Lady Elizabeth, therefore, after having risen by her own skill to be one of the most influential women in England—perhaps the most influential—and that in the face of enormous difficulties, was beginning to fall from her high estate. And besides the bitter disappointment of the loss of influence and of royal smiles, a grievous and humiliating family sorrow was in store for her.
These pages do not constitute a brief on behalf of Lady Purbeck. It is desired that they should do her justice—full justice; but too little is recorded of her personal character to permit any attempt to portray it in detail, or even to make a bold sketch of its principal features. Of her circumstances it is much easier to write with confidence. We have already learned much about them. We have seen that she was brought up in an atmosphere of perpetual domestic discord, ending in a physical struggle between her father and her mother for the possession of her person: that she was afterwards flogged until she consented to make a marriage contract with a man much older than herself, whom she disliked intensely—a form of marriage which was no marriage, as her will for it was wanting and she was literally forced into it, if any girl was ever forced into a marriage.
An old husband hateful to a young wife would become yet more unattractive if he became insane, or eccentric, or even an irritable invalid. Then his change of religion would most likely annoy her extremely. Whether a husband leaves his wife’s religion for a better or a worse religion, it is equally distasteful to her.

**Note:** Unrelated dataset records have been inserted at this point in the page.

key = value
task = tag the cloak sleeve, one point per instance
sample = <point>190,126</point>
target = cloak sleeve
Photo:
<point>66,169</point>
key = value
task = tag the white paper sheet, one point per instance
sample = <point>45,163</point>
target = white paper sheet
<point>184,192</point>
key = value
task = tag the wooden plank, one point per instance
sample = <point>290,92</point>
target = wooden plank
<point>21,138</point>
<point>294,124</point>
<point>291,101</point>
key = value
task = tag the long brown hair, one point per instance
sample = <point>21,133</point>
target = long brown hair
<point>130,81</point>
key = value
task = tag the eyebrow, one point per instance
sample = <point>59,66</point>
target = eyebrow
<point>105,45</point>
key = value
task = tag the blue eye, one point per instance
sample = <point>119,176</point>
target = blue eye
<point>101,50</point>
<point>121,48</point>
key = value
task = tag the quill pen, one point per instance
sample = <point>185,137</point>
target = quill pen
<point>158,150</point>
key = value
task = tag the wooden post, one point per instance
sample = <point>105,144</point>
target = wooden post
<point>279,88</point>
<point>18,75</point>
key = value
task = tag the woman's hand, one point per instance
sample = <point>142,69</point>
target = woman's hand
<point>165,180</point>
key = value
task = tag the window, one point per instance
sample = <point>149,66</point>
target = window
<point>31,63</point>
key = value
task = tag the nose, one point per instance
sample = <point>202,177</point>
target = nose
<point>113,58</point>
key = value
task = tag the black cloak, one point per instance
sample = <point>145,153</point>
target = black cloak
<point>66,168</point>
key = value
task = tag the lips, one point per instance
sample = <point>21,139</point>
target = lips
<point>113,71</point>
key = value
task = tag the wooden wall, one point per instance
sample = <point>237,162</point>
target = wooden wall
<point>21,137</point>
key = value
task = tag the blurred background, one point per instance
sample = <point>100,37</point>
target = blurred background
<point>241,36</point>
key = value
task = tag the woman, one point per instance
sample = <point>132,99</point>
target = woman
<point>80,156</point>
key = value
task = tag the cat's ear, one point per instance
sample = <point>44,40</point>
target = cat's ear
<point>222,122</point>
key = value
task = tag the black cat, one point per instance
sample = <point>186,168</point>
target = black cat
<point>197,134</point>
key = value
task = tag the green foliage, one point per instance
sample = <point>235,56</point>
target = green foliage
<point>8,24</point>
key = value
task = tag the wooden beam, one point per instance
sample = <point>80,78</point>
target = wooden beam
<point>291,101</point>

Her condition would be made still further miserable when she was turned out of her own home, and practically robbed of her own possessions, luxuries and comforts. From what we have seen of her mother, it is difficult to believe that she was a tenderhearted woman, to whom a daughter would go for consolation in her affliction: nor could that daughter place much confidence in a mother who had once deceived her with a forged letter. To her father, who had treated her with great brutality and had sold her just as he might have sold a beast among his farm stock, she would be still less likely to turn for comfort or for counsel. Add to all this that, as the wife of an official in Prince Charles’s household, and as the sister-in-law of the reigning favourite, she was a good deal at the Court of James I. at a time when it was one of the most dissolute in Europe; and it will be easy to recognise that her whole life had been spent in unwholesome atmospheres.